Cuando la casa resulta ser rehén virtual de un mundo fantasmagórico de figuras fugaces, nos adherimos a su sustancia física con tenacidad obsesiva, confiando inocentemente en que su materialidad nos rescate de tantos espíritus devenidos espectros. Pero sea experimento o rutina, la residencia singular es inseparable de su proliferación urbana, y el mejor proyecto deviene ominoso cuando se somete a una reproducción clónica que el objeto industrial admite sin reparos. Atrapada entre los cuernos de la sociología y el narcisismo, la casa vacila entre la producción customizada y la obra de autor, excavando ensimismada en su materia táctil por ensayar la fuga del círculo vicioso de la imagen repetida en el espejo, símbolo simultáneo de la introspección implosiva y de la multiplicación reiterada que jalonan el territorio familiar de lo doméstico.
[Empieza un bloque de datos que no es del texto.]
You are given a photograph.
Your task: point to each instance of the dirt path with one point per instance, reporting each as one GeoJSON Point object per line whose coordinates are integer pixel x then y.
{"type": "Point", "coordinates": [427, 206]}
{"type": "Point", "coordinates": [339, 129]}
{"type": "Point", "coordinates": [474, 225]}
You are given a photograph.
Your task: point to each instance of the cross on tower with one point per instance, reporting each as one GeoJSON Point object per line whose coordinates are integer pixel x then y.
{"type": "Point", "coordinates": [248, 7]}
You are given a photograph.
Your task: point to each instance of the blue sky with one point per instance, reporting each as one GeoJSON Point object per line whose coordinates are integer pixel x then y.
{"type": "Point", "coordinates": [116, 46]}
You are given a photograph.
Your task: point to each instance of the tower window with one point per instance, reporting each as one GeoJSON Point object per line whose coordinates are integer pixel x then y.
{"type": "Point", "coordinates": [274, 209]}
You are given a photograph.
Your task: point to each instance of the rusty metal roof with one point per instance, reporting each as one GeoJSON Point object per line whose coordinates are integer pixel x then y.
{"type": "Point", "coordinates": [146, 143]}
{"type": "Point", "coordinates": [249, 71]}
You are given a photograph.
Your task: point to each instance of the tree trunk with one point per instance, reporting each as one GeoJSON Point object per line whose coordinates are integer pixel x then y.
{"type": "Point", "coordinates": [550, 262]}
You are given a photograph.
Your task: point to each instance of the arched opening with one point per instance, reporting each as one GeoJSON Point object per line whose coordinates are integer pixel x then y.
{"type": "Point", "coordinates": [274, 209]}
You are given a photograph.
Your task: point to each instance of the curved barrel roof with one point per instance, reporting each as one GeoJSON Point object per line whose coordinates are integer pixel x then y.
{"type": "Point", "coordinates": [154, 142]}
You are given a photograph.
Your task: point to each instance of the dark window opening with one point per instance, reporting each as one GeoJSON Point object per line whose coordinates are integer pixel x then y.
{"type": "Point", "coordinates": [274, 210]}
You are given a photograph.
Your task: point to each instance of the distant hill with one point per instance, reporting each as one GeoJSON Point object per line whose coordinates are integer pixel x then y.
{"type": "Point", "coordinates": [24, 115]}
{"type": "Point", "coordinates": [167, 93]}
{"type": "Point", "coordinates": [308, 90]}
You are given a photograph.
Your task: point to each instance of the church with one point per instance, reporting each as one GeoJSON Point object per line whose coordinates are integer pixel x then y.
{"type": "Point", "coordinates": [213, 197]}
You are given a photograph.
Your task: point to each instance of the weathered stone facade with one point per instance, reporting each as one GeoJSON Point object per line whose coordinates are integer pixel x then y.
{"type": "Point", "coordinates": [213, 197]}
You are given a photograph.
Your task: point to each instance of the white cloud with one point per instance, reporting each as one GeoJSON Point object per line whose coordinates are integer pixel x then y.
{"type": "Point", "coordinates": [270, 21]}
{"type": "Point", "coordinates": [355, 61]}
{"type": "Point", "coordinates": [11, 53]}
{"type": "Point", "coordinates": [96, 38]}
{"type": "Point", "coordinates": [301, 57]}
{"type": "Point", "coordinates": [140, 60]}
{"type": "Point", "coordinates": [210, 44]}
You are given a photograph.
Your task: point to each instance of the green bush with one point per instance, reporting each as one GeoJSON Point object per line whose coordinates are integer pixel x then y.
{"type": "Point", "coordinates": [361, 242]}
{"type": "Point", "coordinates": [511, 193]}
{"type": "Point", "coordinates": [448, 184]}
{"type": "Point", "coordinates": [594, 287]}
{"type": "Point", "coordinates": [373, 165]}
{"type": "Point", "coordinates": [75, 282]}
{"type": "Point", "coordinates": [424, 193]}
Al cabo, el debate de la casa es el del individualismo contemporáneo, un poderoso vector de transformación histórica que ha desanudado los vínculos restrictivos de las estructuras comunitarias tradicionales, liberando colosales energías e iniciativa al tiempo que arroja partículas elementales y autónomas a un campo abierto sin vallas ni caminos. Ese terreno de independencia es una tierra sin roturar, en la que la libertad del espacio sin límites se paga con el sacrificio de la huella, el hábito y la memoria. Por más que algunas casas sean tan excelentes como algunos individuos, la casa como tal exige un urbanismo disperso que destruye el paisaje como la anomia corroe el tejido social. Y el recurso curativo a la materia física de la arquitectura es entonces apenas una ficción consoladora ante el naufragio de una urdimbre colectiva que se desfleca y desvanece en el aire.